The episode depicting Manila as “gates of hell” was less than two pages in the 460-page “inferno” novel of Brown. But it created quite a furor and upheaval among local officials like MMDA chairman Francis Tolentino. In a letter he personally wrote Brown last year, Tolentino expressed his extreme disappointment and displeasure over what he described as “inaccurate portrayal of our beloved metropolis.”

While he could not deny the huge slums and grinding poverty in Metro Manila, Tolentino took offense with Brown’s disregard of the strong Catholic faith of many residents as well as their “good character and compassion towards each other.”

“Truly our place is an entry to heaven,” Tolentino wrote Brown.

Brown is also the author of the bestselling novels “The Da Vinci Code” and “Angels & Demons,” both of which were also made into movies and became big earning films shown here in the country. In 2006, the Manila city council banned screenings of the film adaptation of “The Da Vinci Code,” citing it was offensive to the Catholic church.

Other than Brown’s novel, there is nothing novel in the trial balloon on term extension for President Aquino being floated by his supporters.

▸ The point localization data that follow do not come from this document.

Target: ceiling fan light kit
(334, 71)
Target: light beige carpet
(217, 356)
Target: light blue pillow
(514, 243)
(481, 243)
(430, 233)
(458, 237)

It would do well to remind backers of P-Noy’s being extended into office for a second term that they must first be able to amend the country’s 1987 Constitution. With official pronouncements from P-Noy himself of being against any Charter change, any lifting of the one-term limit for the country’s President is wishful thinking.

But there is life for the 54-year-old bachelor President after Malacañang — politically, that is. His two immediate predecessors can validate this. Former President Gloria Macapagal-Arroyo set the precedent. Before she stepped down from office in June 2010, she ran and won a congressional seat as representative of her home district Lubao, Pampanga. 

Even ousted President Estrada got to re-invent himself. He ran but lost to P-Noy during the May 2010 presidential elections. But he managed to be elected back into office as mayor of Manila in last year’s local elections. And now, Mayor Estrada vows to make good this time his unenviable role of keeper of the “gates of hell” called city of Manila.